Kissinger dünyada yaşanan çatışma alanlarını ayrıntılı olarak tarif ediyor. 1948’den 2000’li yılların başına kadar devam eden dünya düzeninin krize girdiğini ilan ediyor. Dünyanın farklı bölgelerindeki gelişmeleri işaret ederek, başta ABD’nin olduğu dünya düzenin mevcut durumu artık kaldıramadığını vurguluyor. Makalesinde önce bir dünya düzensizliğinden bahsediyor. Diyor ki;

“Ortadoğu yangın yerine döndü. Irak ve Suriye’de yaşananlar, IŞİD’in yaptıkları, İsrail’in Gazze’de yaptıkları her gün dünya kamuoyunu meşgul ediyor. Ortadoğu’daki istikrarsızlık yakında sona ermeyecek. İran’ın nükleer programından kaynaklanan anlaşmazlığa henüz bir çözüm üretilemedi. Bu konuda anlaşmaya varılamazsa ne olacak? Rusya’nın Kırım’ı ilhak etmesi Batı-Rusya ilişkilerini gergin bir döneme soktu. Putin, Ukrayna’nın doğu bölgelerine bir şekilde el koymak istediğini gizlemiyor. ABD-Çin ilişkilerinin pürüzsüz olduğunu söylemek mümkün değil. Çin’in Pasifik bölgesi ve ötesinde izlediği bazı politikalar ciddi gerginliklere yol açıyor. Çin’in komşuları (Japonya,Vietnam,Filipinler,Güney Kore vs.) büyük kaygı içinde. Tüm bunlar, dünya düzeninden değil, dünya düzensizliğinden söz etmenin mümkün olduğunu gösteriyor.”
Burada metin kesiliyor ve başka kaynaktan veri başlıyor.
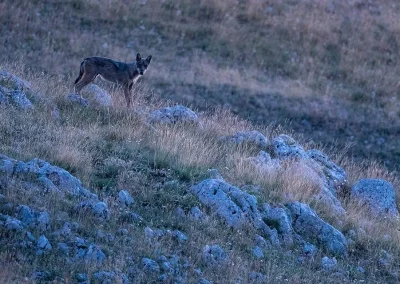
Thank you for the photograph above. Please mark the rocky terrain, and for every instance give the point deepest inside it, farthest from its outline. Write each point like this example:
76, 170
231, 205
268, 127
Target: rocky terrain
262, 209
Kissinger, daha sonra ABD’nin dünyanın tek süper gücü olmaktan çıkmaya başladığını da anlatıyor. Bu bir bakıma dünyayı tek başına kontrol etmekten uzaklaştığı anlamı da geliyor. Diyor ki, “Sovyetlerin dağılması ile ABD tek süper güç olarak kalmıştı. Dünya düzenini kurup korumak ABD’nin göreviydi. Şimdi durum hızla değişiyor. Yıllık ekonomik üretimi kadar dış borcu olan, maliyesi sürekli açık veren ve 2035 yılında dış borcu yıllık üretiminin yüzde 190’ına varacak, üretim ekonomisini Çin’e kaptırmış bir süper güçle dünya düzeni kurmaya çalışıyoruz! Dünya, artık, Birinci ve İkinci Dünya Savaşı arasındaki yıllarda olduğu gibi, süper gücü olmayan bir döneme girmektedir.”

Peki bunları, Kissinger’den duymak neden önemli olsun ki? Çünkü, Henry Kissinger deyip gelip geçmeyin! Uzun yıllar ABD başkanlarına akıl hocalığı ve dışişleri bakanlığı yaptı. Soğuk Savaşlı yıllarda ABD-Çin, ABD-Sovyet ilişkilerinin mimarıydı. Dünyada pek sevilmeyen biri olmasına rağmen, dış politikaya ilgi duyanların vazgeçemediği bir isimdir.